In short, there is an intimate connection between human economic productivity and human biological “reproductivity,” and one is a function of another. Hayek continues:
There was little incentive and little possibility for one generation to accumulate the additional tools which would have made possible the survival of a large number of the next, so long as the advantage of employing additional hands was limited mainly to the instances where the division of the tasks increased the efficiency of the work of the owner of the tools. It was only when the larger gains from the employment of machinery provided both the means and the opportunity for their investment that what in the past had been a recurring surplus of population doomed to early death was in an increasing measure given the possibility of survival.
It is hard not to hear in Hayek’s reference to “a recurring surplus of population” an implicit answer to Scrooge’s unwanted Christmas Eve visitor who informed the miser that many poor men “would rather die” than avail themselves of whatever assistance could be gotten from the “prisons” and the “workshops.” Scrooge coldly rebuffs him with “If they would rather die, they'd better do it, and decrease the surplus population.” Ironically, what members of Scrooge’s class had been doing for the past century, whether they intended to or not, whether their moral character mirrored or diverged from Scrooge’s, was effectively ensuring that great numbers of human beings, once deemed “surplus,” would no longer be “doomed to an early death.” Hayek elaborates upon the pro-life import of this development:
Numbers which had been practically stationary for many centuries began to increase rapidly.
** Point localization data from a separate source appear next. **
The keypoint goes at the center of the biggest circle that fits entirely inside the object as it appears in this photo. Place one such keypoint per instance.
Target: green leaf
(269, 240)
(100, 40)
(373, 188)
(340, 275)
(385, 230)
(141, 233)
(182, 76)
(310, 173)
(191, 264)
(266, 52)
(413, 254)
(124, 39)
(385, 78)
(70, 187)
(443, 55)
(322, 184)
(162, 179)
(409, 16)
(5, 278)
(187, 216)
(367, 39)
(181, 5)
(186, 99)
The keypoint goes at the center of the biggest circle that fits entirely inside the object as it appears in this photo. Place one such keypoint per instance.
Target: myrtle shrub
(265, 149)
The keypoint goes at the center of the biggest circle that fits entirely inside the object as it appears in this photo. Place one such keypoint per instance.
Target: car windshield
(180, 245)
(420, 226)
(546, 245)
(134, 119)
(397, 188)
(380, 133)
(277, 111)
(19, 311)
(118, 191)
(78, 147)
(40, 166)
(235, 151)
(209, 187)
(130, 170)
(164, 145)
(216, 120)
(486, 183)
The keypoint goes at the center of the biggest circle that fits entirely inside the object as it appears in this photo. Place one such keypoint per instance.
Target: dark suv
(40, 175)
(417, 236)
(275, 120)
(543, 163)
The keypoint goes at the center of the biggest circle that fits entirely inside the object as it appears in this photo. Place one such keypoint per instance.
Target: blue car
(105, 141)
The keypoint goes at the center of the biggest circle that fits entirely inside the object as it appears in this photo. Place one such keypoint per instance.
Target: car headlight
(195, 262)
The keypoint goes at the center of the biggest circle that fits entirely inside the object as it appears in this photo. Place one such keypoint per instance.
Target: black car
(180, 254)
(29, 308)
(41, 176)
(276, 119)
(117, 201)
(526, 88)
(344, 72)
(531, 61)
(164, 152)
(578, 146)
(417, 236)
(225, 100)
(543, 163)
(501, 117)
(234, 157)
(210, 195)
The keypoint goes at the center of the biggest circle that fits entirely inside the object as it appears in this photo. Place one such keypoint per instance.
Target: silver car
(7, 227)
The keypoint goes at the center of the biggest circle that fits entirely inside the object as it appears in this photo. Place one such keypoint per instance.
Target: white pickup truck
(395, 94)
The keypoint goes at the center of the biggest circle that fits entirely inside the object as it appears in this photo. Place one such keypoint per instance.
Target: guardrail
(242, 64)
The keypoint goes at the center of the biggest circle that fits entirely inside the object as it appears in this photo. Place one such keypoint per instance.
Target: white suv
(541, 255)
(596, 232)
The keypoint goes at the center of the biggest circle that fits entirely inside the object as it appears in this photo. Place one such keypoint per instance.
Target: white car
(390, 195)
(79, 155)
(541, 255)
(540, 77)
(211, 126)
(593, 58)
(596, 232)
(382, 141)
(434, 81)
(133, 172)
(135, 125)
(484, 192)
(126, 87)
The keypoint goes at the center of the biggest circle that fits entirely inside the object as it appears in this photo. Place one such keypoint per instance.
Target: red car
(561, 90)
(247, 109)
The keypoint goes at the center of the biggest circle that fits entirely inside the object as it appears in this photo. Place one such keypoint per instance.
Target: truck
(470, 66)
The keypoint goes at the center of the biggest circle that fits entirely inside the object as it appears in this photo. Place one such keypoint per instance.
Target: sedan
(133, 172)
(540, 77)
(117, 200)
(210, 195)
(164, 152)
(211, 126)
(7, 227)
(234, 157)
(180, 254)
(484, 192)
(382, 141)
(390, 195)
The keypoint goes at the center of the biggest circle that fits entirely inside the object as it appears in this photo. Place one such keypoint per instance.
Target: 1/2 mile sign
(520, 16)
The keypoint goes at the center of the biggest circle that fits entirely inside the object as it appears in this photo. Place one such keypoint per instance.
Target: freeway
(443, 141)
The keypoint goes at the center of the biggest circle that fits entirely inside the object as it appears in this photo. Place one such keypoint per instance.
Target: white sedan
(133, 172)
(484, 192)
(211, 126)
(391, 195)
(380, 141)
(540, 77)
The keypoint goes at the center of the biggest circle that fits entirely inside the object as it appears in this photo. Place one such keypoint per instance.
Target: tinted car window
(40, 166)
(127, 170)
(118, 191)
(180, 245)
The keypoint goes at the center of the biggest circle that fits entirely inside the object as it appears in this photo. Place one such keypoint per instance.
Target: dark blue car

The proletariat which capitalism can be said to have “created” was thus not a proportion of the population which would have existed without it and which it had degraded to a lower level; it was an additional population which was enabled to grow up by the new opportunities for employment which capitalism provided.
An historical movement that enhanced human fruitfulness, enabling a heretofore doomed “surplus” of human beings to “grow up,” may be called “Satanic” only in propaganda that trades on the ignorance of its target audience.
In so far as it is true that the growth of capital made the appearance of the proletariat possible, it was in the sense that it raised the productivity of labor so that much larger number of those who had not been equipped by their parents with the necessary tools were enabled to maintain themselves by their labor alone; but the capital had to be supplied first before those were enabled to survive who afterward claimed as a right a share in its ownership. Although it was certainly not from charitable motives, it still was the first time in history that one group of people found it in their interest to use their earnings on a large scale to provide new instruments of production to be operated by those who without them could not have produced their own sustenance.
But everyone knows that capitalism is nothing but the concentration of wealth in the hand of a few to the detriment of the many . . . or so goes the Marxist-Distributist fractured fairytale. That’s their story, and they’re sticking to it.